Campus Institutes 24/7 Surveillance of Students

It's in the dorms as well as the classrooms.

Annie Holmquist | June 16, 2016

It's in the dorms as well as the classrooms.

Always ahead of the curve when it comes to getting top academic performances, China seems to have found a new way to make their students serious about studying.

Their latest secret to success? Surveillance cameras. As The Guardian describes it:

“A university in central China has reportedly been using surveillance cameras to monitor virtually every inch of its 181-acre campus, including its classrooms and dormitories.

A 100-strong team of officials has been tasked with monitoring the images as they are captured, according to a report on cnhubei.com, a news website in Hubei province, where the university is located.”

Thus far, university officials seem pleased with the fact that continual surveillance is reducing behavioral issues and promoting a greater seriousness toward academic productivity. 

Others note that such a policy has turned the university into a prison, and students, particularly females, don’t appreciate the fact that they are watched 24/7 – even in their bedrooms.

In fact, the whole scenario seems to be a classic instance of life imitating art, with the university surveillance cameras channeling Orwell’s novel 1984:

“He took a twenty-five cent piece out of his pocket. There, too, in tiny clear lettering, the same slogans were inscribed, and on the other face of the coin the head of Big Brother. Even from the coin the eyes pursued you. On coins, on stamps, on the covers of books, on banners, on posters, and on the wrappings of a cigarette packet — everywhere. Always the eyes watching you and the voice enveloping you. Asleep or awake, working or eating, indoors or out of doors, in the bath or in bed — no escape. Nothing was your own except the few cubic centimetres inside your skull.”
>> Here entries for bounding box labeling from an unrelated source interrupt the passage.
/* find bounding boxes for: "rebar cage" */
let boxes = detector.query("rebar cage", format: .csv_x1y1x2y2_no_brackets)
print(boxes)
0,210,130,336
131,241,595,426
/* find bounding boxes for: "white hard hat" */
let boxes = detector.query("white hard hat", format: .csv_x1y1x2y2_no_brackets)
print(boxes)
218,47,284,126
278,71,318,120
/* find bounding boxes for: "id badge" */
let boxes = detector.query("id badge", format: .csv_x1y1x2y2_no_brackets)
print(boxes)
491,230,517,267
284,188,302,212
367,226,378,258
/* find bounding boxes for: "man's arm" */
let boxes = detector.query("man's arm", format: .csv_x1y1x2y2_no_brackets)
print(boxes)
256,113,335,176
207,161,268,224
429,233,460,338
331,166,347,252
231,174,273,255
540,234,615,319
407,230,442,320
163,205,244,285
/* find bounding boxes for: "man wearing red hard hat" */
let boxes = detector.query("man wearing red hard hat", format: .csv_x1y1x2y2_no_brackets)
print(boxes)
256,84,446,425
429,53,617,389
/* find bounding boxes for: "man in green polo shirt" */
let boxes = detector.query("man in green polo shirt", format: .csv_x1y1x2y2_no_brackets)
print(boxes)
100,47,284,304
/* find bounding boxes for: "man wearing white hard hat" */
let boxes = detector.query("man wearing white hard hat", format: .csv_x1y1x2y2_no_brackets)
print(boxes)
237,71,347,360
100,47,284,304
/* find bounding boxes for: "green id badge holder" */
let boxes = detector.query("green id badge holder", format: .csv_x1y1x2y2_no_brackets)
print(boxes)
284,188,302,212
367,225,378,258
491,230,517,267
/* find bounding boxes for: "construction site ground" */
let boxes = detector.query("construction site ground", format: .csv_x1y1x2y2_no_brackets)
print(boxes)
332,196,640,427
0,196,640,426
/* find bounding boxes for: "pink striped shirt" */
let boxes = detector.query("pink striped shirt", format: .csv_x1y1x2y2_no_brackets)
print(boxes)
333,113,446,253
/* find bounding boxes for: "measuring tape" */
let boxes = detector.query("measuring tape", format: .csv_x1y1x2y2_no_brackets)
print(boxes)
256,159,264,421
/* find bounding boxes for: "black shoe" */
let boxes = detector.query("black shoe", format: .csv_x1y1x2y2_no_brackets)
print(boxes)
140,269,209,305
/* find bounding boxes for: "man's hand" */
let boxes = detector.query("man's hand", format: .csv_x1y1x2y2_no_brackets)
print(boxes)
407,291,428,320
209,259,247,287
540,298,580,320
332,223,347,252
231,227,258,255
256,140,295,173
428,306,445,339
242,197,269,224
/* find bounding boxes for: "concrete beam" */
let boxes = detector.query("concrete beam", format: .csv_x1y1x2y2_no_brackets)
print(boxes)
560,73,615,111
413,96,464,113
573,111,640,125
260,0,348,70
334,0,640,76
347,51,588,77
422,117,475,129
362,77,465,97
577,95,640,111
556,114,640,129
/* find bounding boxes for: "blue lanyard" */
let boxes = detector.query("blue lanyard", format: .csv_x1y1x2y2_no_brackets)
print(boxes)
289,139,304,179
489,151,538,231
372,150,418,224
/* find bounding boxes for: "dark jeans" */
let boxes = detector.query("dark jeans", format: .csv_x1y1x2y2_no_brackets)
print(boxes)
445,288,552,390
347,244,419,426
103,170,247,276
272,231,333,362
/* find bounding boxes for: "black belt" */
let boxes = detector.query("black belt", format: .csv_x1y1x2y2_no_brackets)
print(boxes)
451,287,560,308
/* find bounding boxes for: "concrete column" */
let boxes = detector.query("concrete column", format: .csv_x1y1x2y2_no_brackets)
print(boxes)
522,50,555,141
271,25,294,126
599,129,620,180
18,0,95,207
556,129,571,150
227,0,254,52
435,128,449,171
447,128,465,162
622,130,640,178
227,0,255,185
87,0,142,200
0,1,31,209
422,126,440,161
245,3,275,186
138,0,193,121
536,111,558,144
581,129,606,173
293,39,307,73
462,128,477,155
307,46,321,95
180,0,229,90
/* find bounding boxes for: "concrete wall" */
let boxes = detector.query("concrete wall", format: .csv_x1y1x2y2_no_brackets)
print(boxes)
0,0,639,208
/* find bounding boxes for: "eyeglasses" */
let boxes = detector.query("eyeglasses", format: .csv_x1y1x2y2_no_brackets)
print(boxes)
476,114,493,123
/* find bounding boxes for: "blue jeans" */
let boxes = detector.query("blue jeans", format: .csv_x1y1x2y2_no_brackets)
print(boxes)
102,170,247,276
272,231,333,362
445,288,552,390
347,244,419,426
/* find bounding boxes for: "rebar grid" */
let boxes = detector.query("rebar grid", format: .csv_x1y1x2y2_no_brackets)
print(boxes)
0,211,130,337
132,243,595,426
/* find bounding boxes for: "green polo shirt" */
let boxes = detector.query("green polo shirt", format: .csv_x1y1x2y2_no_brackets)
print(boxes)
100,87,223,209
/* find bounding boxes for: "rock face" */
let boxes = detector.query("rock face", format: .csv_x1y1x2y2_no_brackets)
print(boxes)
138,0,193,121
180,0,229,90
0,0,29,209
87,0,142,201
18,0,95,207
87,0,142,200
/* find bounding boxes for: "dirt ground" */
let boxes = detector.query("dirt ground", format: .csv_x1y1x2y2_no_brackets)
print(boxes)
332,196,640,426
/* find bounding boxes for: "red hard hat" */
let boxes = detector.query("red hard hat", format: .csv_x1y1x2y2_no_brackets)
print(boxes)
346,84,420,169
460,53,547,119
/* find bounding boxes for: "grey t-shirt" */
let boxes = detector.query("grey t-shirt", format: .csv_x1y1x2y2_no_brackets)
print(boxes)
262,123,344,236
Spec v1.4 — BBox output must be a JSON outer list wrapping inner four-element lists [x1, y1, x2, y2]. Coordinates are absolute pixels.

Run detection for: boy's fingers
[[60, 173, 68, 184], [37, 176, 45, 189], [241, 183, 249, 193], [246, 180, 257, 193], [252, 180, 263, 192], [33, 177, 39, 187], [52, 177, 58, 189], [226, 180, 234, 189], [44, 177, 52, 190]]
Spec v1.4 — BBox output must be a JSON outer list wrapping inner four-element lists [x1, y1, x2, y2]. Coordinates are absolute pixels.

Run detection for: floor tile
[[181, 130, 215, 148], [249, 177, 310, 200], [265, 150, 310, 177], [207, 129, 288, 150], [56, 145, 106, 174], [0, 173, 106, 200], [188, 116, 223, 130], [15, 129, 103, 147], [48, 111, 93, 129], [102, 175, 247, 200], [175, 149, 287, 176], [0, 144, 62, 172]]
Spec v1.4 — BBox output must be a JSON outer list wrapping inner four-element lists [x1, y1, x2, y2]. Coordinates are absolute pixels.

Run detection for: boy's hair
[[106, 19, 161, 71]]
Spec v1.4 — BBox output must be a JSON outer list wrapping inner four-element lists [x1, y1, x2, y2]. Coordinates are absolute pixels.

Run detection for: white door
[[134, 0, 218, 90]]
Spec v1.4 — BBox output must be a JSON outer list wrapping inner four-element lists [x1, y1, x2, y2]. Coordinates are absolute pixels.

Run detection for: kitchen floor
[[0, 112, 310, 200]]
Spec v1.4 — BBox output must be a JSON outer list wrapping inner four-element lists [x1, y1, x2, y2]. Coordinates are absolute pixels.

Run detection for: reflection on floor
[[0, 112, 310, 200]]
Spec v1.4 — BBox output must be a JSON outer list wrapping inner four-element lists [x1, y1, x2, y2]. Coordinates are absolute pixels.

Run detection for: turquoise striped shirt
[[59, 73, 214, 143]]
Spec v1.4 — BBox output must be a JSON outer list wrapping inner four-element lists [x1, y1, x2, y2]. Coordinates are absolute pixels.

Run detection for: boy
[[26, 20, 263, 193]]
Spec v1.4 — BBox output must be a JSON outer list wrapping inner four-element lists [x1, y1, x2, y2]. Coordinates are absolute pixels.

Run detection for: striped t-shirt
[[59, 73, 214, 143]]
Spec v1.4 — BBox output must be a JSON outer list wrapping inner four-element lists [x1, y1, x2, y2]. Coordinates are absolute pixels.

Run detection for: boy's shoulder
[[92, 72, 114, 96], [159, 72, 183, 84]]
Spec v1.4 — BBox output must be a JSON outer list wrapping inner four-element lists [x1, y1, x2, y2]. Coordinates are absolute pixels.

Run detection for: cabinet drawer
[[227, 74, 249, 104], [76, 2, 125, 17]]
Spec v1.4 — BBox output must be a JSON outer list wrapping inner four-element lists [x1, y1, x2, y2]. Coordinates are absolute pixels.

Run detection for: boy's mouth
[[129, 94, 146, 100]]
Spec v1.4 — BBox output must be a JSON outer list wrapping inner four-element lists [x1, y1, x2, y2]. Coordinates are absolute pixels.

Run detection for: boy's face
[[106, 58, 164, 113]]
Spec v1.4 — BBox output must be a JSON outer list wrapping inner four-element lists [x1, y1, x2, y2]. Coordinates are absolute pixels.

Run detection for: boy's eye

Such surveillance hasn’t yet hit U.S. colleges and universities, but is it possible the current cultural attitude might encourage it? Will the seeming inability of students to grow up and act like responsible adults – those who can handle difficult subjects with grace and intellectual thought rather than emotional arguments – eventually convince universities that they must be the continual babysitters of their students?